Stephanie Nadalo

Stephanie Nadalo

Marian and Andrew Heiskell Pre-Doctoral Rome Prize
6 settembre 2010–1 agosto 2011
Professione
Department of History, Northwestern University
Titolo del progetto
Constructing Pluralism in Seventeenth-Century Livorno
Descrizione del progetto

My project explores the social, cultural, administrative, and urban solutions employed to accommodate the religiously and ethnically diverse resident population in the Tuscan port of Livorno (1591–1714). In an act of economic and political desperation, the Medici duchy constructed Livorno nearly ex novo and initiated an aggressive policy to populate the insalubrious frontier city.
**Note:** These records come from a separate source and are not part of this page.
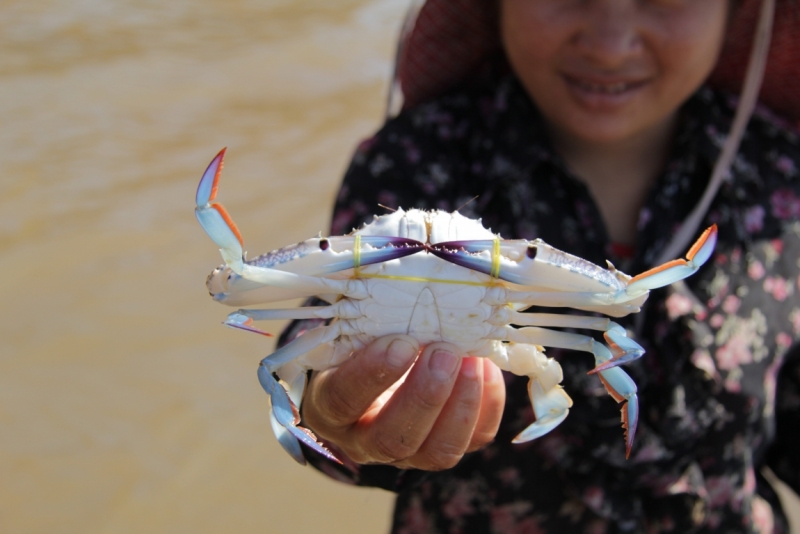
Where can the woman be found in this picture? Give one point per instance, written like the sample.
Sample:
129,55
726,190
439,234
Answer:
600,138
The 1591 Livornina legislation offered comprehensive economic, social, legal, and religious protections to Jews, Armenians, Turks, and other religious minorities. As a result, Livorno became a laboratory for architects, engineers, and administrative officials to experiment with urban solutions to accommodate the sociocultural requirements of pluralistic cohabitation and the economic and logistical demands of commerce. Drawing on methodologies from urban studies and social history, this project distinguishes the myths of state-mandated tolerance from the realities of early modern pluralism by investigating how social patterns were mediated by the port's residential, commercial, social, and religious spaces.